IMSB301 cGAS Inhibitors
Autoimmune disease arises when the body’s natural defense system cannot distinguish between its own cells and foreign cells, resulting in the body mistakenly attacking normal cells. Preventing aberrant activation of the cGAS-STING pathway is crucial for maintaining immune homeostasis. If the cGAS-STING pathway is chronically activated by lack of regulation, it causes activation of the immune system and inflammation, resulting in autoimmune diseases.
Several enzymes (RNase H2, TREX1, and DNase II) regulate cGAS activation by controlling the basal level of cytosolic DNA. Mice deficient in these functional enzymes have been shown to develop profound autoimmune disease with inflammation and lethality in a cGAS- and STING-dependent manner, underscoring a critical role for the cGAS-STING pathway in the pathogenesis of autoimmune diseases.

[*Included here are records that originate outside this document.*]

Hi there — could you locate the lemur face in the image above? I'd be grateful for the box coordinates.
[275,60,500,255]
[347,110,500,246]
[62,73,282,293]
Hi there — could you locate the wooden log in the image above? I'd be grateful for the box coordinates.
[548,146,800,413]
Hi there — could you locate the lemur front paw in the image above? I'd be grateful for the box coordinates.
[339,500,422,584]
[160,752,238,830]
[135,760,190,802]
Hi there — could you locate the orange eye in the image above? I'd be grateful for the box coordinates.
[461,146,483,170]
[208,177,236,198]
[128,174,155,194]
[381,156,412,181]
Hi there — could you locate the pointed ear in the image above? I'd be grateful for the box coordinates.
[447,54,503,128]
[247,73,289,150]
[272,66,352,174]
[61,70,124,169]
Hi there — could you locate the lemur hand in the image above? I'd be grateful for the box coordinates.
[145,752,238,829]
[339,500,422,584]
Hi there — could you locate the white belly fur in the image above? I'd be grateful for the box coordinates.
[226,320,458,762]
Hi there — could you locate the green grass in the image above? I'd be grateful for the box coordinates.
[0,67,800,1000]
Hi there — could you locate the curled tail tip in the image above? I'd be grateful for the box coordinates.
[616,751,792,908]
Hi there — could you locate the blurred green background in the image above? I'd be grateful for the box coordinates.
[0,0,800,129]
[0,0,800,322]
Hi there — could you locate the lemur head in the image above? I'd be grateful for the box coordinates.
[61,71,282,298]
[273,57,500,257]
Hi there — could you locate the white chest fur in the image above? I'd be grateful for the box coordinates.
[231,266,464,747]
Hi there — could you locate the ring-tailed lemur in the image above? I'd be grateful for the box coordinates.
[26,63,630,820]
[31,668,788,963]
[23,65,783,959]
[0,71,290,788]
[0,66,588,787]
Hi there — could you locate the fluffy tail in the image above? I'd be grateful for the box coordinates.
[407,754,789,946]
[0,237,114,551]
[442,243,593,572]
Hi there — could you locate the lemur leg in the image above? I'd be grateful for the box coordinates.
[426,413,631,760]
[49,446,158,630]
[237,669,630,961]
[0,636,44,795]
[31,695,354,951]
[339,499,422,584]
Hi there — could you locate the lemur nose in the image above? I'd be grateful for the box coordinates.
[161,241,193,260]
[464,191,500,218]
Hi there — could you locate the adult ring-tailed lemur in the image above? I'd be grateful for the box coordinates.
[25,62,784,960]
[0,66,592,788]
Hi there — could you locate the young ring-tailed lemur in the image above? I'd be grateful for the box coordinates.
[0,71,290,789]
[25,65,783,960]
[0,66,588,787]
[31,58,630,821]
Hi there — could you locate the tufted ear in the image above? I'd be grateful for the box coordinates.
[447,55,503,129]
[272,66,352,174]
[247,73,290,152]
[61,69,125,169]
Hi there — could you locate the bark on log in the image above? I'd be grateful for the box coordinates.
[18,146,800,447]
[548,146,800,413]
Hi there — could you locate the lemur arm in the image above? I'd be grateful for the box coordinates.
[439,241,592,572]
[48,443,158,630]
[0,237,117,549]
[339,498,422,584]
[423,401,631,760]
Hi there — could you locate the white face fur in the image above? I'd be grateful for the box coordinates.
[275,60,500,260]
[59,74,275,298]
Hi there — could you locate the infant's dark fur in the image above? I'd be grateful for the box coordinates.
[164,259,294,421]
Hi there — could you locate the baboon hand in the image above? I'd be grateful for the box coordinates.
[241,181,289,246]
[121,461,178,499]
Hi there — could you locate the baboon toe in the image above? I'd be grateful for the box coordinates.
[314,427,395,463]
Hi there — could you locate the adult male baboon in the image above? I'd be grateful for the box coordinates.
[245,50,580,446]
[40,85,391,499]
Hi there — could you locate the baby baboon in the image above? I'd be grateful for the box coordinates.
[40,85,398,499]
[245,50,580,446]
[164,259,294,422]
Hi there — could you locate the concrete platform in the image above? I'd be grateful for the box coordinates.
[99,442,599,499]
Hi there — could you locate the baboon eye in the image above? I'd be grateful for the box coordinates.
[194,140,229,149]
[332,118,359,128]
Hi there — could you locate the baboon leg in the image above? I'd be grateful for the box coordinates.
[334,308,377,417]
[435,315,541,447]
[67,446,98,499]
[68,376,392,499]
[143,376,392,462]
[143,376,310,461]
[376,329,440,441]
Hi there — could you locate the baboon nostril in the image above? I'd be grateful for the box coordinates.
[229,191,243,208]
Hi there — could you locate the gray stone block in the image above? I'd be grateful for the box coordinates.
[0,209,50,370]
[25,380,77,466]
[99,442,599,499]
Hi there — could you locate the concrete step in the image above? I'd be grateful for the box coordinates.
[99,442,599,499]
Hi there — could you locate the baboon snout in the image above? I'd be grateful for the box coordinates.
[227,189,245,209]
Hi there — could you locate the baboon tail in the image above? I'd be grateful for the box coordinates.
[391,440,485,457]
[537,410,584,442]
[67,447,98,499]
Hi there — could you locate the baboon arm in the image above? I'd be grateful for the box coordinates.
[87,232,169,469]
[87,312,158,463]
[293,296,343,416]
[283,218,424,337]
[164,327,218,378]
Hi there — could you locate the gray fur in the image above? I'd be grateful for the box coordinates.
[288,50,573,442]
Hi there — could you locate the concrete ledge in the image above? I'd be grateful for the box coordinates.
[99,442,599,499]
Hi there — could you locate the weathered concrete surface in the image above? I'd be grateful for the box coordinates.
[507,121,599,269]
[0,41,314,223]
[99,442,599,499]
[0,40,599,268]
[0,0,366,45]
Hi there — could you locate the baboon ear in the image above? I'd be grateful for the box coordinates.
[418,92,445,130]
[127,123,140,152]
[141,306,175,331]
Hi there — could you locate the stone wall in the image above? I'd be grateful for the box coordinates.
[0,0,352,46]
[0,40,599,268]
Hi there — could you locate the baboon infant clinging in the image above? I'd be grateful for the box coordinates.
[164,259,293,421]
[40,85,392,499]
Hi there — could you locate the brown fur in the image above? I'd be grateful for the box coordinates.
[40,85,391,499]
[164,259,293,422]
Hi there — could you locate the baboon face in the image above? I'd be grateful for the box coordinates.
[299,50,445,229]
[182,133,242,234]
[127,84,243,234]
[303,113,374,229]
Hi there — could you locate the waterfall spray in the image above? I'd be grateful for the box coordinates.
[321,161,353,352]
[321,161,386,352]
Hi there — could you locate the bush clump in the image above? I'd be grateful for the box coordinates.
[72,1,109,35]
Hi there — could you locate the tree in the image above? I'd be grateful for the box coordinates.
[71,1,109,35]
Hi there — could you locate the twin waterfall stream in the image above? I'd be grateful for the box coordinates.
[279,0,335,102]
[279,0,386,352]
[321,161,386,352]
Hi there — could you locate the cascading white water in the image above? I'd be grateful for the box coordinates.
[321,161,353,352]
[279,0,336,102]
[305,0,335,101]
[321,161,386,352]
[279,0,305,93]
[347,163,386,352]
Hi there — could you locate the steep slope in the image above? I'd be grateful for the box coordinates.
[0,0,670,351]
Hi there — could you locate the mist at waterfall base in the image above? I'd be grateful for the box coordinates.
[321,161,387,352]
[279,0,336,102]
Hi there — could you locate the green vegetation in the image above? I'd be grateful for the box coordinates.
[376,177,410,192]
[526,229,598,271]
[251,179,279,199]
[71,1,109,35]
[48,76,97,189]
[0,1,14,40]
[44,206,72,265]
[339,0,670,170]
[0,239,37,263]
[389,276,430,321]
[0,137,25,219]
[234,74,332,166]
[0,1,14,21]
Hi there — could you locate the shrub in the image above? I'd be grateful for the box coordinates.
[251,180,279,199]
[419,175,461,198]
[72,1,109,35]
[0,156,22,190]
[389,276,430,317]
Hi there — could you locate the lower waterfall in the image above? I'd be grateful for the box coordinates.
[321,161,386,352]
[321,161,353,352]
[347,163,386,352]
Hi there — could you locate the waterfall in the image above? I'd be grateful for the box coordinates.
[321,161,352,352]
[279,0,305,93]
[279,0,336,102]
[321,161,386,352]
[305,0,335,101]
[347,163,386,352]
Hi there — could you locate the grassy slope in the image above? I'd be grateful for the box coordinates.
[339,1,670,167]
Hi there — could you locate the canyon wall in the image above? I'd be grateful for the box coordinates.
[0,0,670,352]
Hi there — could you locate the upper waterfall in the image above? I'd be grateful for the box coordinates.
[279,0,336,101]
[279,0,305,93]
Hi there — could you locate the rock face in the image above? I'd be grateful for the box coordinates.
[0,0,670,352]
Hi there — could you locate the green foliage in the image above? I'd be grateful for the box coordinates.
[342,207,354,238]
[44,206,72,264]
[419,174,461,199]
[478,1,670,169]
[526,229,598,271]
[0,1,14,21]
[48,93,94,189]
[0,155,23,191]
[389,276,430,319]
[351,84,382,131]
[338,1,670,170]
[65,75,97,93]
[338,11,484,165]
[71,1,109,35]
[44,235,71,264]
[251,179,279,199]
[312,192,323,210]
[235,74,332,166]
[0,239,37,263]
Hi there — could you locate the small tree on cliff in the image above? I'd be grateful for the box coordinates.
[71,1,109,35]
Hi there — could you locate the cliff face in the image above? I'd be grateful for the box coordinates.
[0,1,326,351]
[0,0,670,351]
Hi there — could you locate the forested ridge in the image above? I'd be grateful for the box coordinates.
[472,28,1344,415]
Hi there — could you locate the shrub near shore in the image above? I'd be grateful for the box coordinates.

Based on in vitro and in vivo potency, DMPK and safety-toxicity studies, we selected a potential best-in-class novel orally available cGAS inhibitor small molecule, IMSB301. We are evaluating IMSB301 in a Phase 1 randomized placebo-controlled, double-blinded clinical trial in healthy volunteer subjects. We plan to evaluate IMSB301 and other novel small molecule cGAS inhibitors for potential applications in a broad range of inflammatory and autoimmune diseases, including CNS diseases with profound unmet medical need.